Library of Chinese Classics Chinese-English: Zhuangzi
Translated into English by Wang Rongpei
Translated into Modern Chinese by Qin Xuqing and Sun Yongchang
Book dimensions 960 x 640, 1/16, hardcover, two volumes
Hunan People's Publishing House and Foreign Languages Press, 1999
Zhuangzi, also known as The Holy Canon of Nanhua, is a Taoist classic written by the Warring States period philosopher Zhuangzi and his students. The book is composed of 33 chapters including 7 Inner Chapters, 15 Outer Chapters, and 11 Miscellaneous Chapters.

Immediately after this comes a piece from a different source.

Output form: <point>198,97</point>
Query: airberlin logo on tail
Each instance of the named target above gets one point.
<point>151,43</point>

In this book, Zhuangzi inherited and developed Laozi's viewpoint of "the ways of Tao being conditioned by the self-so." Taking Tao as the origin of the world, he held that Tao is self-sufficient and eternal whereas the difference between things is relative. To correspond with this world outlook, Zhuangzi advocated an outlook on life of "non-action in face of nature," which recommended maintaining personal freedom of body and mind, and of attaining a spiritual plane of complete liberty and of harmony between man and nature.
The Zhuangzi is one of the most celebrated texts of the Chinese tradition impressive for both its bold philosophical imagination and its striking literary style. Before being translated into modern Chinese, the original Chinese text of the present edition has been checked and punctuated with reference to Guo Qingfan's A Variorum Zhuangzi. The English translation, which is its latest complete edition, has been accomplished with reference to the existing complete as well as selected English translations of the book.